Circle of Hope: A Reckoning With Love, Power, and Justice in an American Church by Eliza Griswold

Author:Eliza Griswold [Griswold, Eliza]
Language: eng
Format: epub
Tags: Social Science, Sociology of Religion, Religion, Christian Ministry, Evangelism, Christianity, United Church of Christ
ISBN: 9780374601683
Google: HdrREAAAQBAJ
Amazon: 0374601682
Publisher: Farrar, Straus and Giroux
Published: 2024-08-05T22:00:00+00:00


There were many necessary correctives happening in the world around him, and Jonny was eager to help lead them. What others saw as “cancel culture,” Jonny viewed as essential collective action. “We can expect that our sin will hurt and send people away,” he blogged. “That’s a consequence of our actions, that’s not condemnation or cancellation.”

* * *

Jonny diagnosed the Whites’ struggle to let go of power as “founder’s syndrome,” a problem in business when CEOs fail to adapt to organizational change. This led to abuses of power and laid ruin to companies. Jonny first read about founder’s syndrome in secular organizations, but churches also suffered from it.

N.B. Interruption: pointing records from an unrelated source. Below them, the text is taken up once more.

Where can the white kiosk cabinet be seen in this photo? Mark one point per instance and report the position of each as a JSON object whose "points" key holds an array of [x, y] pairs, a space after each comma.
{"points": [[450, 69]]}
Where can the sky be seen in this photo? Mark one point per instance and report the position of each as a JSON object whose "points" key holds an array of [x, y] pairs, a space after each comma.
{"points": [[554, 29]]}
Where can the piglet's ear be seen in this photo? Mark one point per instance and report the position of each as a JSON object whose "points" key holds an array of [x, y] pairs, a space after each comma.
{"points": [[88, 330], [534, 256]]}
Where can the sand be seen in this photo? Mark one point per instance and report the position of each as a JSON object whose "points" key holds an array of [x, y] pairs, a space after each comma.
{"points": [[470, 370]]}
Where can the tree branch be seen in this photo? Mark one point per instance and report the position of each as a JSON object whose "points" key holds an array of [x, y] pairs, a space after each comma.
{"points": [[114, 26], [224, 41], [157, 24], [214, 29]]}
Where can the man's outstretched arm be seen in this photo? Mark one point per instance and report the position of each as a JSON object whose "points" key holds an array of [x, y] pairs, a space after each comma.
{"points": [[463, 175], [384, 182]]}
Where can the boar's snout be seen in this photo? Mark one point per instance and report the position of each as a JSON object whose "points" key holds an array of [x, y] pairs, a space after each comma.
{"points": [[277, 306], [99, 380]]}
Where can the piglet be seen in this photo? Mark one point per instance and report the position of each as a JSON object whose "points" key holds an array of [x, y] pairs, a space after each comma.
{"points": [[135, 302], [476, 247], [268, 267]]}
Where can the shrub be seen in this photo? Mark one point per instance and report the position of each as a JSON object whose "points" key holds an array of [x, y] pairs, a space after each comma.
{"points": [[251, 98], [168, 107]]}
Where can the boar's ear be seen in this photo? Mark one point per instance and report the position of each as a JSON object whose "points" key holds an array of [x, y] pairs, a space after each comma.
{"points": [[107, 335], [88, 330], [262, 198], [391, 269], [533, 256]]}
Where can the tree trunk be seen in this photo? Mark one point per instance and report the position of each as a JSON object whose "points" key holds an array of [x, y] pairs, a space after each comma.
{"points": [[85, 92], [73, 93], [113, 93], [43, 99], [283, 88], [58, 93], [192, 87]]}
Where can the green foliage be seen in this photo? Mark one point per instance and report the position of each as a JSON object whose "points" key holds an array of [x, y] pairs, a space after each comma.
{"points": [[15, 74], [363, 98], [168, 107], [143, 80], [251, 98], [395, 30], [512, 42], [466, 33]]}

In his dissertation for his doctor of ministry degree from Asbury Theological Seminary, Steve Murrell, a church strategist and evangelical missionary to the Philippines, wrote, “Most ministry leaders not only have their identity tied to their ministry, they also have most of their friends connected to their ministry … How can a leader turn over the position to the next generation, yet still identify as a minister of the gospel, stay relationally connected with friends and colleagues, and do something with their time that matters?”

Jonny had observed founder’s syndrome at Circle as early as 2008 in Rod’s desire to control all aspects of the church. “I slowly brought it up with the other pastors, cautioning against it,” Jonny said. But no one had paid much attention to Jonny’s business analogy. “Circle didn’t think that ‘conventional wisdom’ applied to them,” he explained.

Circle of Hope, like most churches, had no human resources department or handbook to follow, but by almost any standard, Ben’s behavior in the spring and summer of 2021—swearing, shouting, hanging up, hurling insults—was not acceptable. When Ben accused Jonny of “brokering power,” Jonny argued that there was nothing wrong with doing so. He felt that his efforts to “amass power” by holding meetings, building consensus, and influencing leaders were means by which people of color fomented necessary change.

“If you want to make a change, you’ve got to collect power,” Jonny said. Later, he reflected, “I think quite honestly I’ve learned to build power as a person of color. But as a white guy, Ben never had to—he always had the political power without realizing.”